Monday, May 28, 2018

A633.5.3 RB Reflections on Chaos


Chaos theory in leadership is a result from a mathematic equation applied to a complex process.  Chaos theory can be applied to anything and any field.  This theory broken down to its lowest form is basically a non-linear, unpredictable set of occurrences that if viewed from the random seem unrelated when observed from the whole are interconnected and interwoven (Singh, H., & Singh, A., 2002).  For example, the universe or the big bang, of even the way coffee looks in a cup.  Chaos theory in the information and digital age creates a place every-more "chaotic" then the all other models.  Traditional hierarchal and patriarchal leadership models no longer describe what the environment of society looks or acts like (Ates, 2015).  The application of chaotic methods comes close to describing modern markets and how everything from the producer to the consumer is connected, even the smallest of changes in the markets can have ripple affects throughout the globe.   

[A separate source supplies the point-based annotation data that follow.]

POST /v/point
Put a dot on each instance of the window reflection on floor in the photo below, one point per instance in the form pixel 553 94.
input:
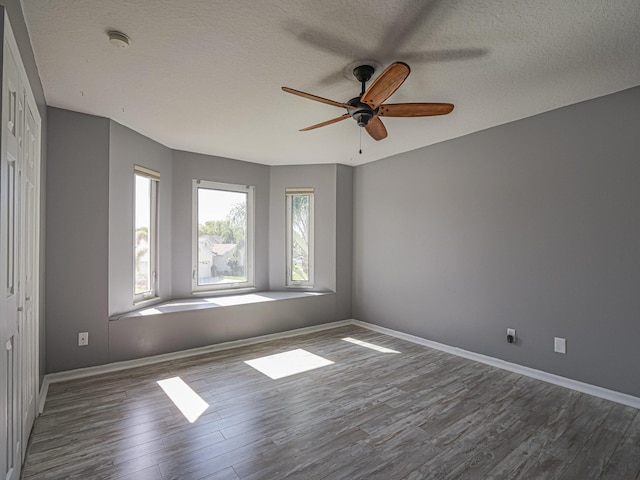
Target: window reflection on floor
pixel 288 363
pixel 184 397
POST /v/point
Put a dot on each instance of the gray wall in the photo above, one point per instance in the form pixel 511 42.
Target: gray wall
pixel 344 240
pixel 89 267
pixel 77 239
pixel 128 148
pixel 16 18
pixel 532 225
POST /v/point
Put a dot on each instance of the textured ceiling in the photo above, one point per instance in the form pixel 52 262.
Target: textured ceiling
pixel 205 75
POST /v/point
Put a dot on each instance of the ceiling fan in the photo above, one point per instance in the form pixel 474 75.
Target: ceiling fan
pixel 367 108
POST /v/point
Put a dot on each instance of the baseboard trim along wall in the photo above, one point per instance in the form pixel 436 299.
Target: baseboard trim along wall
pixel 140 362
pixel 596 391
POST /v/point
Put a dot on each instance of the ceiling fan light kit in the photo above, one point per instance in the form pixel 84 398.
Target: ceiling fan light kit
pixel 367 108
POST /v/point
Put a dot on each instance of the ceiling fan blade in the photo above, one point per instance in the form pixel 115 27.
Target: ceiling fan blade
pixel 328 122
pixel 376 128
pixel 414 109
pixel 387 83
pixel 316 98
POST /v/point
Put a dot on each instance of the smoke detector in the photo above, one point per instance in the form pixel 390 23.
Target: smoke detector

A simplified drill of chaos in motion with the application of adaptable leadership is to gather 50 people or so in a large room and ask them to equally separate from 2 other people equally spaced.  While this seems relatively impossible, eventually an adaptive leader, evolves.  Most of the populace will scoff at this experiment and its complexity but somehow with a few minutes the puzzle is solve (Obolensky, N., 2016).  If at the end, we were to look down from the ceiling to the heads of the individuals we would see nodal crossings and interconnected webs fabrics, while the individual might only see those next to him.  Next try drawing an intersect lines from each of the participates heads.  We would find a very complex organism with interconnections and no single origin, this is chaos, it has patterens, shapes yet are only observed as a whole.  It is this experiment that shows how confusing chaos can be (initially) yet it also demonstrates how adaptive the theory can be when a leader lead through the experiment.  

An subset of chaos is the butterfly affect which goes something like if a butterfly flapping its wings in Argentina causes a tornado in Kansas.  While this is far fetch, chaos mathematics allows this to happen, it is what shapes strategies or national policies, from the highest forms of government to the connected foundational enlisted.  Chaos in leadership is just as complex in the miltiary and requires that leaders and followers adapt to the environment that is always changing around them.  Take for example a stupid prison guard snapping a picture in a far prison, this same picture and the actions of a few change the face of global policies and treatment of non-combatants.  It directly attributes to an upheaval in local violence and is debated in the halls of the United Nations (Bakir, 2017).  This picture changes the way that American forces react, it changes the ideas of the war, with a simple jpeg.  My entire idea of chaotic strategy changed.            

A good leader adapts to the complex chaos instead of trying to exert authority or situational leadership over it.  Peter Northhouse describes this as Adaptive Leadership, he defines this type of leadership as follower centered.  He emphasizes how followers can solve problems in their own nodes.  It is best suited for chaos because it requires followers to respond to the environment rather than being instructed how in a linear way.  Illustrating the same experiment as earlier applied to a massive Fortune 500 company like Apple or Wal-Mart.  That same 50 people becomes thousands spread throughout the world.  The price of lithium in China is interconnected to the American consumer battery repair, the system adapts to this change and chaos flourishes.  Chaos theory is complex, but it is not complicated.  It is up to the adaptive leader to learn how to navigate through the unknown.  I use chaos theory everyday sometimes without knowing or without understanding.  Chaos theory is an outstanding view of how the National Space Defense Center operates everyday.  


References

Ateş H. (2015) Managing Successful Projects to Prevent Chaos and Complexity in Organizations. In: Erçetin Ş., Banerjee S. (eds) Chaos, Complexity and Leadership 2013. Springer Proceedings in Complexity. Springer, Cham

Bakir, V. (2017). Abu Ghraib. In P. Joseph (Ed.), The SAGE Encyclopedia of War: Social Science Perspectives (Vol. 1, pp. 1-5). Los Angeles: SAGE Reference.

Northhouse, P. (2016) Leadership; Theory and Practice 7thEdition. SAGE Publications. 

Obolensky, N., (2016). Complex adaptive leadership: Embracing paradox and uncertainty. Burlington, Vt;Farnham, Surrey;: Gower

Singh, H., & Singh, A. (2002). Principles of complexity and chaos theory in project execution: Anew approach to management. Cost Engineering, 44(12), 23-32.